Classifying Length of Stay Using Patient Information: Model Development and Validation on MIMIC-III Clinical Database
Group 8: Yuxuan Chen, Limeng Liu, Qiaoxue Liu, Weizhou Qian
Detailed report can be found here
Hospital beds, wards and laboratories are important health care resources with limited availability. Inefficient health resources management will result in lower profits for hospitals and overall higher costs for society. Prolonged waiting time and care delays could also be the problems. To deal with those issues, we think the length of stay(LOS) will be a good indicator since it explains up to 90% interpatient variation in hospital costs.
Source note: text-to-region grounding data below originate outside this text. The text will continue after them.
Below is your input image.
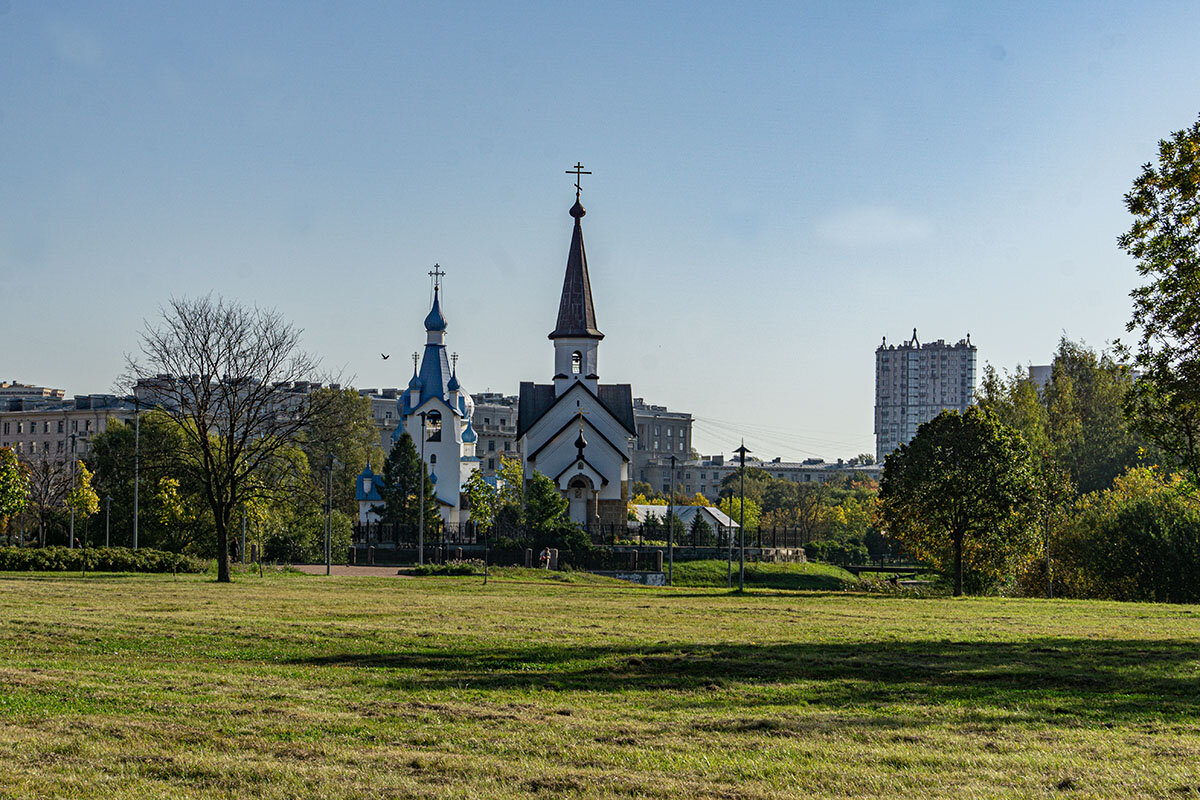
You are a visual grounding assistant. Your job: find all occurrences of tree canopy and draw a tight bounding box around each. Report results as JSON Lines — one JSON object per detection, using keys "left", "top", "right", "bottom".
{"left": 878, "top": 406, "right": 1040, "bottom": 596}
{"left": 1118, "top": 114, "right": 1200, "bottom": 486}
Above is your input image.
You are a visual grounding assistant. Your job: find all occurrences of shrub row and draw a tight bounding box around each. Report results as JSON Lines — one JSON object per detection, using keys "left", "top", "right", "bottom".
{"left": 0, "top": 546, "right": 208, "bottom": 574}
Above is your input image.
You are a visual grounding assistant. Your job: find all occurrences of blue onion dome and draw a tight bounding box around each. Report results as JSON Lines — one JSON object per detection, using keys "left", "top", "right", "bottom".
{"left": 424, "top": 287, "right": 448, "bottom": 332}
{"left": 408, "top": 370, "right": 423, "bottom": 390}
{"left": 447, "top": 371, "right": 460, "bottom": 392}
{"left": 462, "top": 419, "right": 478, "bottom": 444}
{"left": 429, "top": 470, "right": 438, "bottom": 484}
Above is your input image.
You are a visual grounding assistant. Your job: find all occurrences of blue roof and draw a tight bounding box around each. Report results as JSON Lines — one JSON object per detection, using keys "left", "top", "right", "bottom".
{"left": 461, "top": 419, "right": 478, "bottom": 443}
{"left": 424, "top": 287, "right": 447, "bottom": 332}
{"left": 355, "top": 464, "right": 382, "bottom": 502}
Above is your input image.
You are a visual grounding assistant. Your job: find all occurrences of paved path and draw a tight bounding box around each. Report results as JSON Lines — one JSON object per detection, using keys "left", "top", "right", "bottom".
{"left": 289, "top": 564, "right": 413, "bottom": 577}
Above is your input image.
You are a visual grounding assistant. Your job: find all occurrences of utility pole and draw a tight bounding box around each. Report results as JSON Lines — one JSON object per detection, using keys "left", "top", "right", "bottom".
{"left": 418, "top": 411, "right": 428, "bottom": 566}
{"left": 667, "top": 454, "right": 676, "bottom": 586}
{"left": 734, "top": 441, "right": 751, "bottom": 592}
{"left": 325, "top": 453, "right": 335, "bottom": 576}
{"left": 69, "top": 433, "right": 77, "bottom": 549}
{"left": 133, "top": 399, "right": 140, "bottom": 550}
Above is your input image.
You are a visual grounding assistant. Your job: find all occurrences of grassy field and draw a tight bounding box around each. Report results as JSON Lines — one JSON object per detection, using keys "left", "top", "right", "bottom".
{"left": 669, "top": 558, "right": 857, "bottom": 590}
{"left": 2, "top": 572, "right": 1199, "bottom": 799}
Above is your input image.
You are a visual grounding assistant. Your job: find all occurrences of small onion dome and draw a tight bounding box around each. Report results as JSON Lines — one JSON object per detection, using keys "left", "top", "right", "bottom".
{"left": 447, "top": 371, "right": 460, "bottom": 392}
{"left": 429, "top": 470, "right": 438, "bottom": 484}
{"left": 569, "top": 199, "right": 586, "bottom": 219}
{"left": 407, "top": 370, "right": 423, "bottom": 390}
{"left": 575, "top": 429, "right": 588, "bottom": 451}
{"left": 461, "top": 419, "right": 478, "bottom": 444}
{"left": 424, "top": 288, "right": 448, "bottom": 332}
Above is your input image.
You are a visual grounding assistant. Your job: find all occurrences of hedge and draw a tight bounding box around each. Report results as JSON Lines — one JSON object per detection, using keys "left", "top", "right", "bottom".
{"left": 0, "top": 546, "right": 208, "bottom": 574}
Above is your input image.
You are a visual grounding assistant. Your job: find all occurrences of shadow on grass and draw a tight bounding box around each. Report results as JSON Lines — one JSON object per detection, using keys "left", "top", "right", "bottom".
{"left": 294, "top": 638, "right": 1200, "bottom": 723}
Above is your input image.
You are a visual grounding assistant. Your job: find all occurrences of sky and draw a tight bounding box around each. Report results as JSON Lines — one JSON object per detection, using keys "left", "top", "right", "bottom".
{"left": 2, "top": 1, "right": 1199, "bottom": 462}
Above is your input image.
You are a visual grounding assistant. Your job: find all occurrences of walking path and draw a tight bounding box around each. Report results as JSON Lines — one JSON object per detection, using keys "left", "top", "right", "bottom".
{"left": 289, "top": 564, "right": 413, "bottom": 577}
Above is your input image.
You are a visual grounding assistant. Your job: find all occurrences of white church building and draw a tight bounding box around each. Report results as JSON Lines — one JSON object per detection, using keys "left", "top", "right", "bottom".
{"left": 357, "top": 273, "right": 481, "bottom": 528}
{"left": 517, "top": 179, "right": 636, "bottom": 529}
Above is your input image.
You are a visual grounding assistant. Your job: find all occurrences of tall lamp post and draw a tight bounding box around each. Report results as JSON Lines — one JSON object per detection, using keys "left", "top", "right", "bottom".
{"left": 104, "top": 495, "right": 111, "bottom": 548}
{"left": 417, "top": 411, "right": 428, "bottom": 566}
{"left": 667, "top": 454, "right": 676, "bottom": 586}
{"left": 68, "top": 433, "right": 77, "bottom": 549}
{"left": 734, "top": 440, "right": 751, "bottom": 592}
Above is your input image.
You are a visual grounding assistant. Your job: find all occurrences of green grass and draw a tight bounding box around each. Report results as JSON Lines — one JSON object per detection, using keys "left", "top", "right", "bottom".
{"left": 2, "top": 572, "right": 1200, "bottom": 798}
{"left": 669, "top": 558, "right": 858, "bottom": 590}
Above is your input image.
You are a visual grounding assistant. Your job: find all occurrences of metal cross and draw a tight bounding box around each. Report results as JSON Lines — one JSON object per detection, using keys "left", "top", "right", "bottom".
{"left": 451, "top": 352, "right": 458, "bottom": 371}
{"left": 412, "top": 352, "right": 419, "bottom": 372}
{"left": 566, "top": 162, "right": 591, "bottom": 197}
{"left": 428, "top": 263, "right": 446, "bottom": 290}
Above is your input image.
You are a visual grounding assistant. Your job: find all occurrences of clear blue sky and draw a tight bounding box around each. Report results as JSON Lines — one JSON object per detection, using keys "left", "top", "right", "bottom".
{"left": 3, "top": 1, "right": 1199, "bottom": 461}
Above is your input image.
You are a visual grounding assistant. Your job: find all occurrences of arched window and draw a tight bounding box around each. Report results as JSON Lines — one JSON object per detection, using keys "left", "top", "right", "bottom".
{"left": 425, "top": 410, "right": 442, "bottom": 442}
{"left": 429, "top": 454, "right": 437, "bottom": 465}
{"left": 571, "top": 351, "right": 582, "bottom": 374}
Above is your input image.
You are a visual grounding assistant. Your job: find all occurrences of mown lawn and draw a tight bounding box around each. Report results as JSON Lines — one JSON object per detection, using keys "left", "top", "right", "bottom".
{"left": 1, "top": 572, "right": 1199, "bottom": 799}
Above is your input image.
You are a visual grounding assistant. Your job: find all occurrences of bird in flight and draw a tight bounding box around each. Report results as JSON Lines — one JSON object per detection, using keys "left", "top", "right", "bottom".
{"left": 381, "top": 353, "right": 390, "bottom": 360}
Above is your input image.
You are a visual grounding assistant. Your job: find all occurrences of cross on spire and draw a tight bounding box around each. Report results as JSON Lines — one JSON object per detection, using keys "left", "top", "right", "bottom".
{"left": 566, "top": 162, "right": 591, "bottom": 199}
{"left": 428, "top": 263, "right": 446, "bottom": 291}
{"left": 412, "top": 352, "right": 419, "bottom": 372}
{"left": 451, "top": 352, "right": 459, "bottom": 371}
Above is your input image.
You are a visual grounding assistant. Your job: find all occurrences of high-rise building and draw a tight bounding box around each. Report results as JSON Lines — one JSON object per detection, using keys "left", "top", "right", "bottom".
{"left": 875, "top": 330, "right": 976, "bottom": 463}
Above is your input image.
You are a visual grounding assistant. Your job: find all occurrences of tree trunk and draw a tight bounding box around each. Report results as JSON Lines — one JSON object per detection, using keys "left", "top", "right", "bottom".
{"left": 215, "top": 516, "right": 231, "bottom": 582}
{"left": 953, "top": 532, "right": 964, "bottom": 597}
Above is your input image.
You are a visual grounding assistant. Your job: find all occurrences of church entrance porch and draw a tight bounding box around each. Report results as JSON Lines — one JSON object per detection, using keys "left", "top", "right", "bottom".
{"left": 566, "top": 475, "right": 597, "bottom": 527}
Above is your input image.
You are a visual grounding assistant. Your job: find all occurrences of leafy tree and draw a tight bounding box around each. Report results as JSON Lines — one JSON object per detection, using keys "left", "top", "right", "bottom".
{"left": 0, "top": 448, "right": 28, "bottom": 544}
{"left": 376, "top": 432, "right": 437, "bottom": 532}
{"left": 65, "top": 460, "right": 100, "bottom": 525}
{"left": 718, "top": 496, "right": 761, "bottom": 531}
{"left": 1118, "top": 114, "right": 1200, "bottom": 486}
{"left": 718, "top": 467, "right": 773, "bottom": 506}
{"left": 463, "top": 469, "right": 499, "bottom": 531}
{"left": 878, "top": 406, "right": 1040, "bottom": 596}
{"left": 1051, "top": 467, "right": 1200, "bottom": 603}
{"left": 523, "top": 471, "right": 587, "bottom": 551}
{"left": 125, "top": 296, "right": 343, "bottom": 581}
In this project, The Medical Information Mart for Intensive Care III (MIMIC-III), a large, real-world and de-identified collection of medical records, is used. There are over 700 million rows in all 40 tables in the original dataset. After selecting and literature reviewing, we finally decide to use 6 of them.
The following is the schema of MIMIC-III:
Although MIMIC-III is publicly-available database, it has restriction and cannot be public without premission. Therefore, we do not include datasets in this GitHub page.
Because of the large amount of data, it is difficult to perform data processing, analyzing, and modeling in a local computing machine. Thus, we plan to use the following steps described below for both high efficiency and promising accuracy:
- (1) download the demo data to local machine
- (2) process the demo data and save processing scripts
- (3) use the query builder to extract a relatively large dataset
- (4) test scripts in the large local dataset, fix any issues and optimize the code to get the highest efficiency
- (5) use the biostatistics cluster or google cloud to access the entire MIMIC-III dataset, which is approximately 7GB in total
- (6) implement a bash script to unzip the data folder and subfolders to find the tables needed
- (7) implement the script in server for extracting and processing
- (8) use cloud computing to implement several machine learning models on a dataset
- (9) tuning hyperparameters of machine learning models
- (10) return the results and metrics
- (11) compare the accuracy and other metrics between different models.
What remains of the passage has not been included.